Determinante è invece la gravità e la dolosità del comportamento e proprio per questo, richiamando il principio di diritto già contenuto nella sua sentenza 428/2019, la Corte ha ricordato che il vincolo fiduciario è leso anche quando il comportamento é:
estraneo al rapporto lavorativo in atto, benché non attinente alla vita privata del lavoratore e non necessariamente successiva all’instaurazione del rapporto, a condizione che, in tale secondo caso, si tratti di comportamenti appresi dal datore dopo la conclusione del contratto e non compatibili con il grado di affidamento richiesto dalle mansioni assegnate e dal ruolo rivestito dal dipendente nell’organizzazione aziendale.

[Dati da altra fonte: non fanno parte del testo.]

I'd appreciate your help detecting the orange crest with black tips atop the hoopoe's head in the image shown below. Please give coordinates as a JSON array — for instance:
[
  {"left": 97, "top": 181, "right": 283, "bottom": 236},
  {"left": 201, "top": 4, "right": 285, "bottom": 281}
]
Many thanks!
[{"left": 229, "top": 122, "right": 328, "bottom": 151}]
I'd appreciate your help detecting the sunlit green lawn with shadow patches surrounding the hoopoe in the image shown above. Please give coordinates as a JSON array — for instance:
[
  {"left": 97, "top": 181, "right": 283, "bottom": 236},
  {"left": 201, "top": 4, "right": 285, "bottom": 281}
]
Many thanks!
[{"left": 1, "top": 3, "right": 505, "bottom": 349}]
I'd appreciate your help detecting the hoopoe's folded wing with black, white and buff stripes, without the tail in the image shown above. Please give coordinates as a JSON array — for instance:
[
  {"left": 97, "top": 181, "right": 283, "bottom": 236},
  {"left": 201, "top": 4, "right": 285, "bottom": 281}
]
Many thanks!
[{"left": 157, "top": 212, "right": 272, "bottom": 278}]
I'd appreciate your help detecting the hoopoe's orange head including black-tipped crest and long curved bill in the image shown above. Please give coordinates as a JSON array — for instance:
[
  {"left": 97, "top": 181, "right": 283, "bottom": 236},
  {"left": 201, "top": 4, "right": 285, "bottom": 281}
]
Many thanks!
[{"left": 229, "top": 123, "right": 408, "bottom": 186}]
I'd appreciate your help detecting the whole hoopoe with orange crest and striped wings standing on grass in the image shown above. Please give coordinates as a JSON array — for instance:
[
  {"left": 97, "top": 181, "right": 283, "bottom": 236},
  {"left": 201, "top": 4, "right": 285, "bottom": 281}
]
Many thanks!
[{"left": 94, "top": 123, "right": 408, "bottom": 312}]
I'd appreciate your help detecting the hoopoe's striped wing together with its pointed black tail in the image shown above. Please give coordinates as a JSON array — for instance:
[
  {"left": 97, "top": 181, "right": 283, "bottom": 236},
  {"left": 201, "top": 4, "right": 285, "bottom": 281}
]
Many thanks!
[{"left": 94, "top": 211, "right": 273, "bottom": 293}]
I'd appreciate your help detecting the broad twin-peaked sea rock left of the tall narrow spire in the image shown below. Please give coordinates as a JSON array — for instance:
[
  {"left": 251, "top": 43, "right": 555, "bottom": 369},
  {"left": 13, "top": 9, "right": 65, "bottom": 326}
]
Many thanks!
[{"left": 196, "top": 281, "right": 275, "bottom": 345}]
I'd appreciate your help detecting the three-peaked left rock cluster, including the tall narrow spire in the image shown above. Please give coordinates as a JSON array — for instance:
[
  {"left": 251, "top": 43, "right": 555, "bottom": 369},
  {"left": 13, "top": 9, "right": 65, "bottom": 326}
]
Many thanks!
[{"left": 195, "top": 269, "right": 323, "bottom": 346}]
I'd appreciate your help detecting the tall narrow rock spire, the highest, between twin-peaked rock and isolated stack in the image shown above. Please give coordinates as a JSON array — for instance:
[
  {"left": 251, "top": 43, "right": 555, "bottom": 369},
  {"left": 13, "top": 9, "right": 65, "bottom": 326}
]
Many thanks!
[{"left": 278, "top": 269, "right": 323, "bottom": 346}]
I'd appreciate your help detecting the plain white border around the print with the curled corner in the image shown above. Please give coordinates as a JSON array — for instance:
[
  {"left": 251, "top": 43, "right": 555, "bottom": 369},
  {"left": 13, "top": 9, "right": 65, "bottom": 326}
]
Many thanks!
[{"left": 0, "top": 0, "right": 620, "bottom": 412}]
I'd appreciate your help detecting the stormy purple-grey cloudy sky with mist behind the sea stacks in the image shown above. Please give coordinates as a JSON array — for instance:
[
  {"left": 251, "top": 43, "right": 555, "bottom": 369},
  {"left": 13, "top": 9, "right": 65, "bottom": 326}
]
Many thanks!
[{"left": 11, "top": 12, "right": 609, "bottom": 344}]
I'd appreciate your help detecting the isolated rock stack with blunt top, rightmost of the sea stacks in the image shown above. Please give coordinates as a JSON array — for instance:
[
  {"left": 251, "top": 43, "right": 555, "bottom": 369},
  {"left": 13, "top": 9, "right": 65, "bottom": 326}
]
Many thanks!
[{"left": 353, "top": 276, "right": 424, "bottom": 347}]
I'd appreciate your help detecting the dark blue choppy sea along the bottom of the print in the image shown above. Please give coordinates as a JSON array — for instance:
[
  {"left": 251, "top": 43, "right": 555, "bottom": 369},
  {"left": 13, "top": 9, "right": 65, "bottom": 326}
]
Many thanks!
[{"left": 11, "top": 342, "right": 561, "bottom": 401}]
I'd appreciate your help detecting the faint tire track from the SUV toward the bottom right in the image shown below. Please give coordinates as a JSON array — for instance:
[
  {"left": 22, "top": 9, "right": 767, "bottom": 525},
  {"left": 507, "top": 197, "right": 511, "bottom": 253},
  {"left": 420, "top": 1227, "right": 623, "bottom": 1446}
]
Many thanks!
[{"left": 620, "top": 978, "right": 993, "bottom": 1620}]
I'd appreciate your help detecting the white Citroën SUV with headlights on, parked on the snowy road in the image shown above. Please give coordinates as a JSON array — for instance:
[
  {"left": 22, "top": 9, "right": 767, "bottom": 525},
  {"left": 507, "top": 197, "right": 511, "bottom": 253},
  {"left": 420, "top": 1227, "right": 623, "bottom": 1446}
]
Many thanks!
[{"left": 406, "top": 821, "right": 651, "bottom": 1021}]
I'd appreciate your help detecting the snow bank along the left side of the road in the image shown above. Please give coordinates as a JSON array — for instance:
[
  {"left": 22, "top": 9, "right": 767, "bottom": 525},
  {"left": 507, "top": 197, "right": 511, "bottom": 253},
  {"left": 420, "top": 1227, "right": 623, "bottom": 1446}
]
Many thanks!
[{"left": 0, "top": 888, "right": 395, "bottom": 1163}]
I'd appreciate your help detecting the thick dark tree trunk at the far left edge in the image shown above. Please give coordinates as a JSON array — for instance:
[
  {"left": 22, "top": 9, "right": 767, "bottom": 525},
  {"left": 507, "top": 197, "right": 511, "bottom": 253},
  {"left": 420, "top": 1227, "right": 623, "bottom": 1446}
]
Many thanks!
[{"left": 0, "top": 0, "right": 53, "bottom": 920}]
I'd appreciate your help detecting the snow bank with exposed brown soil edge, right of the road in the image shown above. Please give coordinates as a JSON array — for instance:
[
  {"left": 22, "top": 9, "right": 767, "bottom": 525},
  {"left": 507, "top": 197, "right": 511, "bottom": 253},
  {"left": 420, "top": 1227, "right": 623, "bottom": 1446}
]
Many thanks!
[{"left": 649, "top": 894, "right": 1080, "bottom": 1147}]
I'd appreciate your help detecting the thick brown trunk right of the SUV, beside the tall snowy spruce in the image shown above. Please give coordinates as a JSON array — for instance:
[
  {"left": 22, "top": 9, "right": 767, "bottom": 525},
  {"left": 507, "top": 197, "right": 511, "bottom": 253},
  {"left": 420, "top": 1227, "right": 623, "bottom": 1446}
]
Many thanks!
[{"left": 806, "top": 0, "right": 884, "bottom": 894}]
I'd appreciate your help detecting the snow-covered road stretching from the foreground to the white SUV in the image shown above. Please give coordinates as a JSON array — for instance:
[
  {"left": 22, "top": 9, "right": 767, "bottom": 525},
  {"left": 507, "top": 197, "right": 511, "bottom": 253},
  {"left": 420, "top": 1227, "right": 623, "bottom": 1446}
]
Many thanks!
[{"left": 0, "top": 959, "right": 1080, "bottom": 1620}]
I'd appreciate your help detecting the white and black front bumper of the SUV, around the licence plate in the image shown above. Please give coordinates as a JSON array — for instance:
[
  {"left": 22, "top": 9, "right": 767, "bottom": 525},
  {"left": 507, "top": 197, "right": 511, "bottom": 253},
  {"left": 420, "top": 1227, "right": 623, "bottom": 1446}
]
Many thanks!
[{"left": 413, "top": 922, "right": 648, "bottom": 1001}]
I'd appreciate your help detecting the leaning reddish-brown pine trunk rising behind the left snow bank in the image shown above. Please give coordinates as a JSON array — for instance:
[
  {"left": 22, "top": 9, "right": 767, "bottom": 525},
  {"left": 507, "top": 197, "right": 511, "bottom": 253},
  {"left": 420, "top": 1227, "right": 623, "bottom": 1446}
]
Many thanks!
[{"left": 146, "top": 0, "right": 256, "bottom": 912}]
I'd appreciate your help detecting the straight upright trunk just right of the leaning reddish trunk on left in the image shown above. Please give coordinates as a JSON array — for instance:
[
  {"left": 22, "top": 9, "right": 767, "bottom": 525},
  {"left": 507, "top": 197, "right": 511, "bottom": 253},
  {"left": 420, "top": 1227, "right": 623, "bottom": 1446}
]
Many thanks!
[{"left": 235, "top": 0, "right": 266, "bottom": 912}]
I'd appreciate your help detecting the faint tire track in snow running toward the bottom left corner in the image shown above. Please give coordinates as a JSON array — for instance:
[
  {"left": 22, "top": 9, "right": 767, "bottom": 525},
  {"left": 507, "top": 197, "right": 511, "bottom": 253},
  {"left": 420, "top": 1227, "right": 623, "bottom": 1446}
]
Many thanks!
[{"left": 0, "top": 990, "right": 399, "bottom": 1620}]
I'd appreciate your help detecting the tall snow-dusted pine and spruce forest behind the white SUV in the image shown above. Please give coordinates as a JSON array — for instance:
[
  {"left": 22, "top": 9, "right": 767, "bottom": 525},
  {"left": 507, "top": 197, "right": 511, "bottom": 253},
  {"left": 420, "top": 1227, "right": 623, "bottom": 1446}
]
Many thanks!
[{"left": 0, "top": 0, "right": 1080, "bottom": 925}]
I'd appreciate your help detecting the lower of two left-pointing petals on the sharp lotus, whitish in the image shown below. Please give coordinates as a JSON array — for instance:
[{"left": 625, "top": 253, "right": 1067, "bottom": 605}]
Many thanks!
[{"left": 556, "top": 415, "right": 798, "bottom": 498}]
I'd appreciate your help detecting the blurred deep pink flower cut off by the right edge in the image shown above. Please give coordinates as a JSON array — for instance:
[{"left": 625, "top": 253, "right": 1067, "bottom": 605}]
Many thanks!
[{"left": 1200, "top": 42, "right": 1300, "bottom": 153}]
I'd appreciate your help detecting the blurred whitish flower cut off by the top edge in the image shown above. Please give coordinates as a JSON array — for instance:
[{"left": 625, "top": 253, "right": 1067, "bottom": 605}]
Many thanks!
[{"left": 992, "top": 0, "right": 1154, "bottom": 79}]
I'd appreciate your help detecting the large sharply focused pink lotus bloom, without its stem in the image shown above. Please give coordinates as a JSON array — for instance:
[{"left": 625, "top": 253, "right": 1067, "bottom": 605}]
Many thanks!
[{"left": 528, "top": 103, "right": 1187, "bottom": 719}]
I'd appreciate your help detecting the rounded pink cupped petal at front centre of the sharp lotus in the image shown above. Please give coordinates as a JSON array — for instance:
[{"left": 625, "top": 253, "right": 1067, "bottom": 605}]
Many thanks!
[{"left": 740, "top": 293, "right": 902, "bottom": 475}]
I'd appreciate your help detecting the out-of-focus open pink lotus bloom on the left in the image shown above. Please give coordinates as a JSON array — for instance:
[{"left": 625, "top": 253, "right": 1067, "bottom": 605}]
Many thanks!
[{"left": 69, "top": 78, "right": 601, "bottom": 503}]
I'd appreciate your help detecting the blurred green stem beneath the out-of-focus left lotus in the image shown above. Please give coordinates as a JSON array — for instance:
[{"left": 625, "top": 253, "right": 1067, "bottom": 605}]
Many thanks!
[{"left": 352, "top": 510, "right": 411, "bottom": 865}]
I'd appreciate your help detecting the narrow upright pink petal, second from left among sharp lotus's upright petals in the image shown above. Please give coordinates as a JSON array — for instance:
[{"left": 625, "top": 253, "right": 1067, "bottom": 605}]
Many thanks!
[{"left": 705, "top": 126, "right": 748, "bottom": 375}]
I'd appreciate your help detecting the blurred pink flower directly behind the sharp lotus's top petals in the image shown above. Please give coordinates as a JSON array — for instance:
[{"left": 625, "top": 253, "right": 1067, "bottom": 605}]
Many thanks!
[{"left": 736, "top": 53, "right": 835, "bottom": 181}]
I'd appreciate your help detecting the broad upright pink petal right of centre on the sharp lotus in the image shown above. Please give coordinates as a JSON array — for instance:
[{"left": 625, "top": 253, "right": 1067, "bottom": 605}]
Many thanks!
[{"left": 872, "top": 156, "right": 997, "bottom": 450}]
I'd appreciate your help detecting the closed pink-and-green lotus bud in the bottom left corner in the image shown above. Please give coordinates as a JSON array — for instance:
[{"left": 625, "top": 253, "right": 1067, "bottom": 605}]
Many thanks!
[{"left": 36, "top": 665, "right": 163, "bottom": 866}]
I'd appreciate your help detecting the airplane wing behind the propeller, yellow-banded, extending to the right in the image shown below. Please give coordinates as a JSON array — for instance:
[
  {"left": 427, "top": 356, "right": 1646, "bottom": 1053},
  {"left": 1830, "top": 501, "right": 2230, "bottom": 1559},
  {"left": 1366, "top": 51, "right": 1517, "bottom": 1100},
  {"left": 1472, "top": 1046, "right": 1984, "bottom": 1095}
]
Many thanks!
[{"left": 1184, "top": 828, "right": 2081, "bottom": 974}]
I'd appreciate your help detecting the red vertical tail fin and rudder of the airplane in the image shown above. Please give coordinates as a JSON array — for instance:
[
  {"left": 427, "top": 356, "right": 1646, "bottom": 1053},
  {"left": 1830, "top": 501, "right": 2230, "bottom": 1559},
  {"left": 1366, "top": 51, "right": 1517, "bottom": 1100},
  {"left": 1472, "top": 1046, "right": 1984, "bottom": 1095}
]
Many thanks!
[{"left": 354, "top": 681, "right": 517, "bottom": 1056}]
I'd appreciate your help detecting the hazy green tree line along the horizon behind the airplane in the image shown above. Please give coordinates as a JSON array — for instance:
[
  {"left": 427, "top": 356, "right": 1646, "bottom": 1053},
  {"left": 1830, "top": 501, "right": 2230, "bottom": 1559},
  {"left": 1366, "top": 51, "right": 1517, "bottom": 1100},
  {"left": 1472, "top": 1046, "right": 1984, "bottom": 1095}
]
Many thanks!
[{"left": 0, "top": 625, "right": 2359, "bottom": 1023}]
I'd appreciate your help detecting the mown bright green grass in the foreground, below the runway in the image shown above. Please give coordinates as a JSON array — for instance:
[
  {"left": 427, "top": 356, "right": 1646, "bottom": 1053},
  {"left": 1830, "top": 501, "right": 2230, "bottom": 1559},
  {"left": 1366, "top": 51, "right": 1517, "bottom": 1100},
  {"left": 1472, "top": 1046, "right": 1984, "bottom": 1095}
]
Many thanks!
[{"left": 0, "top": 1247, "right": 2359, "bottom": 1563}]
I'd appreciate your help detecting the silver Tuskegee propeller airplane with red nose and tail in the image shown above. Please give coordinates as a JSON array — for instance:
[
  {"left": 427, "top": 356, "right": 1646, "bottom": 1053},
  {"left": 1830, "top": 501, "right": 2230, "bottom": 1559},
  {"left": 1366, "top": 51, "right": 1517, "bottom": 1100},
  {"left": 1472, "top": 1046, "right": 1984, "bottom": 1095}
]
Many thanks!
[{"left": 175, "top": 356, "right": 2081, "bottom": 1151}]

Al contempo la Cassazione respinse le giustificazioni dell’uomo legate ad una situazione di presunto stress psicologico, all’epoca delle violazioni contrattuali. La Corte ha spiegato, infatti, che queste difficoltà personali non potevano “giustificare” i gravi atti e disservizi nei confronti dei cittadini. Nella sentenza, infatti, i giudici hanno sottolineato che – in situazioni di disagio – sarebbe stato ben possibile ricorrere agli strumenti di sostegno previsti dalla legge, come la richiesta di permessi o di assenze per malattia.
Che cosa cambia
Con la pronuncia 4227/2025 la Suprema Corte ha stabilito che, in materia di licenziamento per giusta causa, la fiducia può essere danneggiata in modo irreparabile anche da una condotta totalmente slegata dall’attuale rapporto di lavoro. E il licenziamento è valido anche se disposto dalla stessa società che era stata danneggiata dalle violazioni commesse nel precedente rapporto, scoperte però soltanto dopo e durante la seconda esperienza lavorativa con lo stesso dipendente.
Si ricava perciò il più generale principio giurisprudenziale per cui la giusta causa di licenziamento può fondarsi anche su fatti anteriori, non avendo importanza la data di scoperta delle violazioni. Il recesso sarà quindi legittimo a condizione che la scoperta successiva dei fatti, anche dopo la firma del contratto, influisca negativamente sulla valutazione dell’affidabilità del lavoratore rispetto alle mansioni attribuite e dal ruolo rivestito all’interno dell’organizzazione aziendale.